Un Palestinien sur cinq en Israël est victime de taux de crimes violents plus de 22 fois supérieurs à ceux des citoyens juifs, tandis que les arrestations et inculpations restent très faibles. Pour les critiques, ces écarts démontrent une discrimination structurelle et un abandon des autorités.

Des manifestations et des grèves

Un nombre croissant de manifestations parcourt Israël. Des milliers de personnes ont défilé à Tel-Aviv samedi soir pour demander des mesures concrètes, tandis que certaines communautés arabes ont fermé écoles et commerces.

Après le meurtre de Nabil en novembre, les habitants ont manifesté dans les rues, les étudiants ont boycotté les cours, et la famille Safiya a transformé sa maison en lieu de mémoire avec photos et posters de Nabil. « Il y a une loi pour la société juive et une loi différente pour la société palestinienne », a déclaré Ghassan Munayyer, militant politique de Lod, lors d’une récente manifestation.

Une épidémie de violence

Certains citoyens palestiniens occupent les plus hautes fonctions dans les affaires et la politique en Israël, mais beaucoup se sentent abandonnés par les autorités, vivant dans des communautés sous-investies avec un chômage élevé, source de frustration et de méfiance.

Selon l’ONG israélienne Abraham Initiatives, 252 citoyens palestiniens ont été tués en Israël l’an dernier, un record.
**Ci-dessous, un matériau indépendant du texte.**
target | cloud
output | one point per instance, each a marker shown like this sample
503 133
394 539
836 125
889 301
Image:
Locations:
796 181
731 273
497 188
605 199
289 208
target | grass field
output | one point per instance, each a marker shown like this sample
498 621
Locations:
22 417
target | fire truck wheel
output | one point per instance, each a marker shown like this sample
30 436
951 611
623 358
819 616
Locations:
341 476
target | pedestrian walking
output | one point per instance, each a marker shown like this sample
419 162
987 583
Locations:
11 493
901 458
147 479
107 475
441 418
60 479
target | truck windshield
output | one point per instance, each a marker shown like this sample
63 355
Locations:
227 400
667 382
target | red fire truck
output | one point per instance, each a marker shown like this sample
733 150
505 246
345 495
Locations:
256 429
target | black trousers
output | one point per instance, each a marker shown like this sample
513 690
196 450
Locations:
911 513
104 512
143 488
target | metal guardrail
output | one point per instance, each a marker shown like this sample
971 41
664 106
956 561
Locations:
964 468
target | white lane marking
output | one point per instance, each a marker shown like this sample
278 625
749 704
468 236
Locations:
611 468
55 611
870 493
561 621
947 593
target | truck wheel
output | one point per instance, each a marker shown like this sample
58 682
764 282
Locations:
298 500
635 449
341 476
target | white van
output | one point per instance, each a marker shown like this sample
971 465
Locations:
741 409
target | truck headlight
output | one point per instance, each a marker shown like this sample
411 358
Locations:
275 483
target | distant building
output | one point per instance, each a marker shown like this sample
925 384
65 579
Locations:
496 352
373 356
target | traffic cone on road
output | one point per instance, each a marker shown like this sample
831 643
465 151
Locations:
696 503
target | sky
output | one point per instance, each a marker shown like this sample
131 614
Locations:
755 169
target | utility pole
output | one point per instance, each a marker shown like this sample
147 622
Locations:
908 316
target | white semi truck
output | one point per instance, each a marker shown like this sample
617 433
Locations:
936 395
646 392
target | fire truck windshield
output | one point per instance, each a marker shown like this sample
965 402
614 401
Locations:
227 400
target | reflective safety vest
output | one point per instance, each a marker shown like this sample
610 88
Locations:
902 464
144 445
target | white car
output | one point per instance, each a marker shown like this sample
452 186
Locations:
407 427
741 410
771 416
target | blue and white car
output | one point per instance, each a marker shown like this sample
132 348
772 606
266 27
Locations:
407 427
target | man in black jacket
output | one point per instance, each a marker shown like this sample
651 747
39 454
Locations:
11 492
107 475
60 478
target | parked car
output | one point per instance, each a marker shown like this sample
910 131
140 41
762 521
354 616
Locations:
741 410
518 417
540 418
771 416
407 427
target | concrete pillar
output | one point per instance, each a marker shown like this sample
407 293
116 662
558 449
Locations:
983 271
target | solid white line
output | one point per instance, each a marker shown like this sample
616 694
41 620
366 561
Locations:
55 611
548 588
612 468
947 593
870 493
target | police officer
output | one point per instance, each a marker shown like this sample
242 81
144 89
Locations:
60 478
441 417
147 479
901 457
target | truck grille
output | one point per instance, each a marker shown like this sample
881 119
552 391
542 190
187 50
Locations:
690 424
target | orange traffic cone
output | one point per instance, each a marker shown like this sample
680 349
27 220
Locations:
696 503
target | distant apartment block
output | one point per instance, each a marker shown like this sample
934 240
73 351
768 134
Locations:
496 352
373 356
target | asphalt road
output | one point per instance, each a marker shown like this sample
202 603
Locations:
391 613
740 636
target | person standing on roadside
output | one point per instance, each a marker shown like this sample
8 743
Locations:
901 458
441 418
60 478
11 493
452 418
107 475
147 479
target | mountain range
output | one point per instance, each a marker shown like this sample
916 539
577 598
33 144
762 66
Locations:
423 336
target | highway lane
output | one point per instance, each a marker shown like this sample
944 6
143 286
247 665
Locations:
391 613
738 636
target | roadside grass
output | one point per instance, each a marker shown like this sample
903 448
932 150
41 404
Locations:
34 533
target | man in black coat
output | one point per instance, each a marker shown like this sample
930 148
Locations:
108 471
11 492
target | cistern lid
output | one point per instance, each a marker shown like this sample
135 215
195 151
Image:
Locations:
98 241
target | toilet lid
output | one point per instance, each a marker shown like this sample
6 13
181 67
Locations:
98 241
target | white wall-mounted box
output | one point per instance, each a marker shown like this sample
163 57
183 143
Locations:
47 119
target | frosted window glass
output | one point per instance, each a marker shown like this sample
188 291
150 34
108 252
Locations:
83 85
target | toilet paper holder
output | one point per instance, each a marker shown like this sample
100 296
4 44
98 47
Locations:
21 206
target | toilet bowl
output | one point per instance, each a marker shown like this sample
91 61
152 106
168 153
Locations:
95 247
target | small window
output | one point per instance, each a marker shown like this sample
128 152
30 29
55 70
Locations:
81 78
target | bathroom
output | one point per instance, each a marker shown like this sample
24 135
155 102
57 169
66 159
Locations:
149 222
Le bilan continue de grimper, avec au moins 26 autres meurtres liés à la criminalité en janvier.

Walid Haddad, criminologue et ancien du ministère de la Sécurité nationale, explique que le crime organisé prospère grâce au trafic d’armes, aux prêts usuraires et à l’extorsion. Les gangs gagnent des milliers à des centaines de milliers de dollars selon la gravité des actes, du simple incendie de voitures à l’assassinat de rivaux. « S’ils tirent une ou deux fois par mois, ils peuvent s’acheter des voitures, partir en voyage. C’est de l’argent facile », souligne Haddad.

Un quotidien bouleversé, des poursuites insuffisantes

La violence a paralysé la vie des communautés palestiniennes. À Kafr Yasif, une ville du nord d’Israël de 10 000 habitants, les rues se vident dès la tombée de la nuit et les tirs d’armes à feu sont fréquents, même pendant le sommeil.

L’an dernier, seulement 8 % des meurtres de citoyens palestiniens ont conduit à des inculpations, contre 55 % dans les communautés juives, selon Abraham Initiatives. « Ces dernières années, les Palestiniens, frustrés et déprimés, demandent désormais ‘faites ce qu’il faut, même si cela signifie plus de police dans nos villes’ », explique Lama Yassin, directrice de l’ONG.

Les meurtres sont devenus un cri de ralliement pour les partis politiques palestiniens, dénonçant l’application sélective de la loi et l’apathie policière. « Nous en parlons depuis 10 ans », affirme la députée Aida Touma-Suleiman. « La police dans nos communautés est une punition collective. Quand des Juifs sont victimes, la police déploie massivement ses forces. Quand ce sont des Palestiniens, elle laisse faire. »

Un sentiment d’impunité

De nombreuses communautés estiment que l’impunité s’est aggravée sous le ministre de la Sécurité nationale Itamar Ben-Gvir, malgré des campagnes visibles contre d’autres crimes. La police israélienne rejette ces accusations, affirmant que les meurtres dans ces communautés restent une priorité, mais soulignent les difficultés d’enquêtes faute de coopération des témoins.

La douleur d’une famille et l’appel au changement

Ashraf Safiya, père de Nabil, refuse que la mort de son fils soit une statistique de plus. Il raconte la scène : Nabil, blessé, est transporté à l’hôpital, où il est déclaré mort « Le sang de ce garçon ne doit pas être gaspillé », dit Safiya, expliquant la mobilisation des habitants et les manifestations.

Les autorités ont annoncé préparer une inculpation contre un suspect de 23 ans, arrêté dans une ville voisine. Nabil aurait été victime d’une querelle de sang au sein de la société arabe.

Lors d’une manifestation fin janvier à Kafr Yasif, des portraits de Nabil et d’un autre jeune tué ont été portés. La police a dispersé la foule et arrêté ses dirigeants, dont l’ancien président du conseil municipal. Les habitants estiment que cette démonstration de force a calmé une manifestation, mais n’a rien fait pour stopper les meurtres.